The stand-down order has been in effect for two months. It was designed to give CIA officers time to examine whether they were being careful enough and to evaluate whether spying on allies is worth running the risk of discovery, a US official who has been briefed on the situation told the Associated Press.

Case officers in friendly European countries have largely forbidden from undertaking "unilateral operations" such as meeting with sources they have recruited within allied governments. The continent’s countries have long been used as safe venues to conduct meetings between CIA officers and sources from the Middle East and other high priority areas; those encounters have been rerouted to other locales.

The spying stand-down comes at an inopportune time, AP reported, citing worries over Western extremists heading to Syria and Iraq to join with the Islamic State, as well as the standoff with Russia over influence on Ukraine and the independence movement in the eastern part of the country. Tensions have grown between the US and its European allies since Edward Snowden's NSA revelations in June 2013.

Reuters/Vincent Kessler

The US and Germany have especially been at odds after the government whistleblower revealed in October that the NSA had been spying on German Chancellor Angela Merkel's calls since 2002.

Another spying scandal in July escalated the growing political tension between the two countries. It happened when two potential US agents were unmasked, suspected of acting as double agents within the German state security apparatus, and passing secrets to US intelligence contacts. One of them, a 31-year-old, admitted he contacted the US embassy and offered ‘cooperation,’ after which he leaked hundreds of secret documents in exchange for cash payments. No charges have been filed against the second man, who has denied working for the Americans In response to the espionage scandals, Germany promptly expelled the Berlin CIA chief.

Reuters/Hannibal Hanschke

Germany has since admitted tapping former Secretary of State Hillary Clinton’s calls, as well as those of the United States’ current top diplomat, John Kerry. NATO ally Turkey was also a target of German spying.

Turkey, which is part of the CIA’s European Division, is considered a high priority target - an Islamic country that talks to US adversaries such as Iran, while sharing a border with Syria and Iraq. The Eurasian country is also one of the NSA’s top spying objectives, according to leaked Snowden documents. It was not known to what extent the stand-down affected operations in Turkey, AP reported.

Central Intelligence Agency Director John Brennan (Reuters/Yuri Gripas)

It is not the first time the clandestine agency faced blowback from an ally. In 1996, several of its officers were ordered to leave France, after an operation to uncover French positions on world trade talks was unraveled by French authorities because of poor CIA tactics, according to a secret CIA inspector general report, details of which were leaked to reporters.

It’s also not the first time the spy group has halted operations in Europe. A former CIA officer who worked under non-official cover wrote the 2008 book ‘The Human Factor: Inside the CIA's Dysfunctional Intelligence Culture’, which detailed several operational stand-downs on the continent.

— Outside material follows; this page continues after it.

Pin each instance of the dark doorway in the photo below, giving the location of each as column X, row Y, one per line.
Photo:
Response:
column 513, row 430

Those included one in France in 1998 because of the World Cup soccer championship, and another in a European country in 2005, in response to unspecified security threats.

The author, whose nom de plume is Ishmael Jones, was successfully prosecuted by the CIA for publishing the book without first submitting it for pre-publication censorship, as he was required to do under his secrecy agreement.

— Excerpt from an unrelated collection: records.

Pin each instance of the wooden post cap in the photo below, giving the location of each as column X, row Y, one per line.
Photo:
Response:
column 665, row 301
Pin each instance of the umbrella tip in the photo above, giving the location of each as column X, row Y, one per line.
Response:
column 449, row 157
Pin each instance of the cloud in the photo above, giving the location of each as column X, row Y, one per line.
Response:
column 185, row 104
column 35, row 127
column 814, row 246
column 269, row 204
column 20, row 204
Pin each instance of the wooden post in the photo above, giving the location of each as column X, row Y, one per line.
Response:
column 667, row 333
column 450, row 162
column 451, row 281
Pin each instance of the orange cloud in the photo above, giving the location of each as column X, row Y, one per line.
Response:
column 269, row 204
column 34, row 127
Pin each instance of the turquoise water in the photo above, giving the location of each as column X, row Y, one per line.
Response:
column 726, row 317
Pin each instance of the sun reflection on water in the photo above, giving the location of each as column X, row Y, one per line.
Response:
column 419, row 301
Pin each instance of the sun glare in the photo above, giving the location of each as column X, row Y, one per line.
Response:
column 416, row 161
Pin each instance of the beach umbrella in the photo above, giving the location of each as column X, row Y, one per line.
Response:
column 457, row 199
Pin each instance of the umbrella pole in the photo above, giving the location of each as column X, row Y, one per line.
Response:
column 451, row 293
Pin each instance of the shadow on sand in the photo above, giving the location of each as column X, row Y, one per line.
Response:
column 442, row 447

Though spying stand-downs are common after an operation is compromised, they are "never this long or this deep," said a former CIA official, who spoke on condition of anonymity because it's illegal to discuss classified material or activities.

During this pause in activities, CIA operatives will still be allowed to meet with their counterparts in the host country's intelligence service, conduct joint operations with host country services and conduct operations with the approval of the host government.

The stand-down has ended when it comes to unilateral operations targeting third country nationals ‒ Russians in France, for example ‒ which were recently restarted. But most meetings with sources who are host nationals remain on hold, as do new recruitments.

The CIA declined to comment to AP on the halt.